July 29, 2020 2:02 pm StettlerLocal.com
When I first moved to Alberta from New York City in 2014, I had a little bit of an idea about what I was getting into. After all, I’d visited my fiancé here before we’d gotten married. I knew there wasn’t a 24-hour transit system or Thai delivery at 11pm. But I also knew there weren’t going to be a hundred people sharing the building I lived in. It feels ridiculous to describe the first time I saw the washer and dryer in our house, just steps from the bedroom. Trust me, if you’d dragged a granny cart with a broken wheel several blocks to the laundromat in the rain, you’d be rejoicing, too.

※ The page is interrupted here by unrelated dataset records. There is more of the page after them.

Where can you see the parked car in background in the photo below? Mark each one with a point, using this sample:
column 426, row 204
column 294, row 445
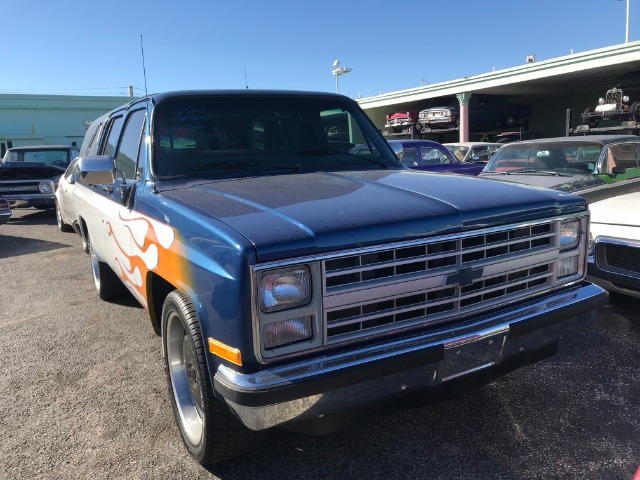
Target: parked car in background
column 66, row 213
column 614, row 250
column 595, row 167
column 470, row 152
column 293, row 280
column 508, row 137
column 401, row 120
column 620, row 103
column 29, row 175
column 5, row 211
column 432, row 157
column 484, row 111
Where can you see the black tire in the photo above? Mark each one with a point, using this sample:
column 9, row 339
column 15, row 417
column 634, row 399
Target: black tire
column 591, row 121
column 64, row 227
column 635, row 111
column 107, row 283
column 210, row 432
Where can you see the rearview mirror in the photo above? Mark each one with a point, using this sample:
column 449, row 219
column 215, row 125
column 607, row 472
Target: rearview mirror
column 96, row 169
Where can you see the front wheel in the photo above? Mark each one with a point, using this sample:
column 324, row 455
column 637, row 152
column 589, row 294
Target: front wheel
column 209, row 430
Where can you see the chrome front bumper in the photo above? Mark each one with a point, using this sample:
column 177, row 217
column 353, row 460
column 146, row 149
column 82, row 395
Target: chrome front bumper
column 339, row 382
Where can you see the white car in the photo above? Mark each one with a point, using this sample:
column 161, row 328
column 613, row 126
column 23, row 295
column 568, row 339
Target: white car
column 614, row 253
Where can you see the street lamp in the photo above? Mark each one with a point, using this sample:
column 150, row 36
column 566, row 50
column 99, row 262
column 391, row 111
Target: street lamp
column 628, row 2
column 337, row 71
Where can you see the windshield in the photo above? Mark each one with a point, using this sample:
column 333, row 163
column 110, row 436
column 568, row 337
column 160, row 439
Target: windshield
column 59, row 158
column 460, row 151
column 203, row 135
column 569, row 157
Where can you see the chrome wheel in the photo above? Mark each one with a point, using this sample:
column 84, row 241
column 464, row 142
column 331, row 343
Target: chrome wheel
column 186, row 383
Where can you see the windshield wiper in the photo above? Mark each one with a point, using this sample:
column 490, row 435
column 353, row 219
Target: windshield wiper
column 333, row 151
column 245, row 165
column 541, row 172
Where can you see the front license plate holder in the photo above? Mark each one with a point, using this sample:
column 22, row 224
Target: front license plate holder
column 468, row 355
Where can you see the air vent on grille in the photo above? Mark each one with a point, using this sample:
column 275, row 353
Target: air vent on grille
column 621, row 257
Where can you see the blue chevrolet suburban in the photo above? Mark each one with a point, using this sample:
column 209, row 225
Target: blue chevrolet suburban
column 293, row 281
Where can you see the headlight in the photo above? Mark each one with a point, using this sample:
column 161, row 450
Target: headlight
column 284, row 288
column 286, row 332
column 569, row 234
column 45, row 187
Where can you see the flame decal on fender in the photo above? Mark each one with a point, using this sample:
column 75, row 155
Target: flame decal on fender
column 142, row 245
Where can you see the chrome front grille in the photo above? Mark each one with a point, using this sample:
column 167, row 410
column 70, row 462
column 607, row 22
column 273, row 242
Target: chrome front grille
column 433, row 282
column 614, row 96
column 19, row 187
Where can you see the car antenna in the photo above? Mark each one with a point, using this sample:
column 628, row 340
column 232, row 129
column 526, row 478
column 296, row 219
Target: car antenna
column 144, row 70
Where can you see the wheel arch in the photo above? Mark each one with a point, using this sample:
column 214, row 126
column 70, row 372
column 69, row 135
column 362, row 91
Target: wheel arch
column 157, row 290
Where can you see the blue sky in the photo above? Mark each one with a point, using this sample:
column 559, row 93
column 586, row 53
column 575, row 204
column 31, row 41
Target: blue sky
column 85, row 47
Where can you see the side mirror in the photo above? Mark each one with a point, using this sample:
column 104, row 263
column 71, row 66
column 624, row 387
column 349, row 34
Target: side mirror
column 618, row 171
column 96, row 170
column 127, row 195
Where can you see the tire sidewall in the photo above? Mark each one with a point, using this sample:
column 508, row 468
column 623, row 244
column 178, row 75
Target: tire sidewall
column 174, row 305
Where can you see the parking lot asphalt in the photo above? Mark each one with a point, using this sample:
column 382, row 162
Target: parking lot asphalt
column 83, row 395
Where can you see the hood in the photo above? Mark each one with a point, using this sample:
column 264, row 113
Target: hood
column 620, row 210
column 311, row 213
column 29, row 171
column 564, row 183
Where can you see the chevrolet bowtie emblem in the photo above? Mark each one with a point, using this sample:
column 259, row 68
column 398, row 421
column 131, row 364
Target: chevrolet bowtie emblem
column 464, row 277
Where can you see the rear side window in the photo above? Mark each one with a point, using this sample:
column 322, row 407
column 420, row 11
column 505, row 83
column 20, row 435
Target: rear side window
column 91, row 139
column 127, row 157
column 112, row 139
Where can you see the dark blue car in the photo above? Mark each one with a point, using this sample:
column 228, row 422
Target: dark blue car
column 297, row 276
column 432, row 157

When people ask me what I miss, though, I have to talk about what living in such a diverse city taught me. I miss it just being a given that there would be people of several different races, genders, abilities and religions at any gathering. I miss my LGBTQ synagogue; I miss singing karaoke with Catholic musicians after their Mass. I miss the reassurance that there would be elevators everywhere, and having friends who sign fluently while they speak. I think there are many things we could learn from more diverse places, but there’s lots to love about living in Stettler.

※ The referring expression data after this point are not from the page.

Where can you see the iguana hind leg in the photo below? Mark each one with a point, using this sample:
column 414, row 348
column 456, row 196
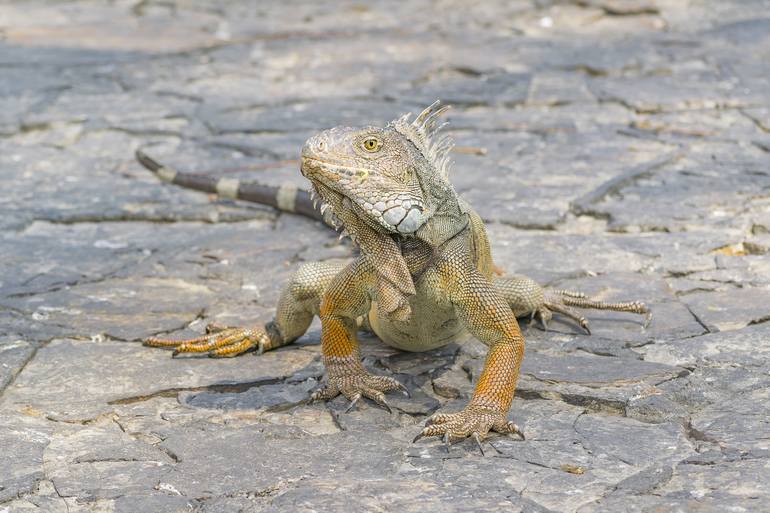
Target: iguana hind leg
column 526, row 297
column 299, row 302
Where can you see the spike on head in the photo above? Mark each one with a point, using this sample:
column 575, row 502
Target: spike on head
column 426, row 134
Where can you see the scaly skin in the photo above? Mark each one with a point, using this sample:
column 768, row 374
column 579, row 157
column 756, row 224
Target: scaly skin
column 425, row 273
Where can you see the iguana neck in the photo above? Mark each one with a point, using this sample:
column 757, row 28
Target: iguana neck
column 447, row 218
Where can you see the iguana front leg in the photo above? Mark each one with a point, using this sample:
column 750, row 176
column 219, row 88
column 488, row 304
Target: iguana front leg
column 300, row 300
column 526, row 297
column 488, row 317
column 345, row 300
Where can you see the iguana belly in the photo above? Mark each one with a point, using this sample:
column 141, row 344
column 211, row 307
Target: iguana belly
column 432, row 324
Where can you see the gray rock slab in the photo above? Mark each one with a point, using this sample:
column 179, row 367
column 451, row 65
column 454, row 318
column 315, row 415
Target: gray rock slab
column 24, row 437
column 69, row 369
column 732, row 309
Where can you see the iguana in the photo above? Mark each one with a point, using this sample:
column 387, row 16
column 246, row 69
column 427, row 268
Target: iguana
column 424, row 273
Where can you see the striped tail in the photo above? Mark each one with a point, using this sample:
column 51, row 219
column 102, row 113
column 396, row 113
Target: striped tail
column 288, row 197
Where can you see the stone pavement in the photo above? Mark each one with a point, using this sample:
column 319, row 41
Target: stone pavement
column 617, row 146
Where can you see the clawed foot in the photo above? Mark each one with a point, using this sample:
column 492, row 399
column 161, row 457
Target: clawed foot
column 473, row 421
column 220, row 342
column 355, row 386
column 561, row 301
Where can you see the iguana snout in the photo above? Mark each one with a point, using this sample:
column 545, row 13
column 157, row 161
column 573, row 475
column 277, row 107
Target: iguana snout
column 372, row 167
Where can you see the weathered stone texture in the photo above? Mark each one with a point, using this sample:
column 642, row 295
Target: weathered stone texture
column 620, row 147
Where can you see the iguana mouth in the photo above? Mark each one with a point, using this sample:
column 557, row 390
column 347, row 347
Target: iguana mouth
column 398, row 213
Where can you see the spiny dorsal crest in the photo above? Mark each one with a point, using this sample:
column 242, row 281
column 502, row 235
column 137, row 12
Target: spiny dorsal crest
column 425, row 133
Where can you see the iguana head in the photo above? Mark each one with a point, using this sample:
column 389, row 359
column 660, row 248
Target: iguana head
column 386, row 176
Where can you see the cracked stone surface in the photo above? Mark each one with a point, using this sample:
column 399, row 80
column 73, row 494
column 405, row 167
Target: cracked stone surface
column 617, row 147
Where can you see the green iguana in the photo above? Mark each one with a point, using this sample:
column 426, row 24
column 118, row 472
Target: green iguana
column 424, row 274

Not that there haven’t been weird moments of adjustment. I work with kids--I’ve taught preschool and nannied for Madison Avenue types. So when I see children unattended in public, I lose my mind for a second. I have to remind myself that rural kids know how to navigate their world, and that there aren’t taxis careening around every corner to flatten them. The kids whose hands I tightly held through Times Square at rush hour, with my cell phone number written on their arms, would be safe to run through a playground here while I relaxed on a bench. I’ve been astonished at the social skills even the smallest children develop when there’s no need for an adult to hover constantly.
In the city, we arranged play dates and coached toddlers to share and say please. We were all helicopters. It’s the lesser of two bad choices, really--I can’t adequately describe the fear of running towards a baby, still in a diaper, who’d climbed up to the top of the monkey bars while his nanny’s head was turned. Both were strangers to me, and it’s been ten years, but any parent or caretaker knows the infinite ways they could possibly get it wrong in an instant.

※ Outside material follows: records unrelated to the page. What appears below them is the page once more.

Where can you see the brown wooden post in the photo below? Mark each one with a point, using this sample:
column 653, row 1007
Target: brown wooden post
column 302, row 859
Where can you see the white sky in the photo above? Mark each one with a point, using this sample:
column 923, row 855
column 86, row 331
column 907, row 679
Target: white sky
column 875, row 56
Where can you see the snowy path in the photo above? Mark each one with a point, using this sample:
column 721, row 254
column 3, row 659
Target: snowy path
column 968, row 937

It’s not an understatement to say that I had a panic attack the day we found a playground by the Metropolitan Museum of Art, on Fifth Avenue, and realized how close we were to traffic. You could feel the breeze from speeding cars. Playgrounds are surrounded by locking, wrought-iron fences in NYC, but that didn’t stop me from visualizing all of the things that could have happened. It isn’t that people are worse or scarier in the big city--it’s that there are more of them, ten million of them, and so there are more terrible things to be constantly afraid of for your children. There are just more slippery staircases, more elevator doors to close on their fingers, more public bathrooms to navigate.
So we hover. We carry toddlers down the stairs rather than wait for them to walk, because there are hundreds of people behind us. We hold hands with ten-year-olds, because they’re easily distracted and can get lost in a crowd. And kids don’t travel alone until they’re teenagers, unless an older friend can chaperone. You just can’t risk the worst, not with kids. But it’s got a downside.
By the time my charges were in preschool, they were being test-prepped within an inch of their lives to get into the best kindergartens. Parents want so much for their kids that their local school is never good enough. Good kindergartens produce kids who go to good grade schools, which produce kids who go to good universities. Between supervised play, supervised homework, and school itself, kids in the city don’t get enough time to trust their own guts. To be bored, to wander around and see what there is to do.
Farm kids build forts. Farm kids build entire towns, stage rodeos with rocking horses, venture into the woods to find a space for themselves.
Where in New York City could we allow a child to wander off beyond sight of adults, just trusting them to know how to do the work of childhood? We’re stuck in a strange place there; in order to keep children safe, we have to fence them in.
I’ve finally stopped running for the nearest adult when I see a kid reading alone in the Stettler library, thank goodness. And with the ubiquity of cell phones, I know that kids know enough trusted adults in a small town to find someone to “call mom” if they’re in trouble, or do it themselves. That’s definitely the bright side to everyone knowing who you are. But it still throws me for a loop sometimes.
About a week after moving here, we were walking down the street near the post office. A truck drove by, and a man I’d never met took his hand off the wheel and waved to us.
I stopped in my tracks and grabbed my partner’s hand. “What do we do now?” I panicked. “What does he want?” If you grew up here, you’re probably laughing.
“We wave back,” he said, and I did, with my jaw on the ground. I was sure he was going to wave us over and take us away in his truck to be murdered in a cornfield where no one would ever find us again. I still flinch when strangers make direct eye contact. My first instinct is to stare into my phone to avoid a subway sermon or a lecture about lizard people. Strangers being perfectly rational and kind people is a pretty cool phenomenon, and I hope I eventually get used to it.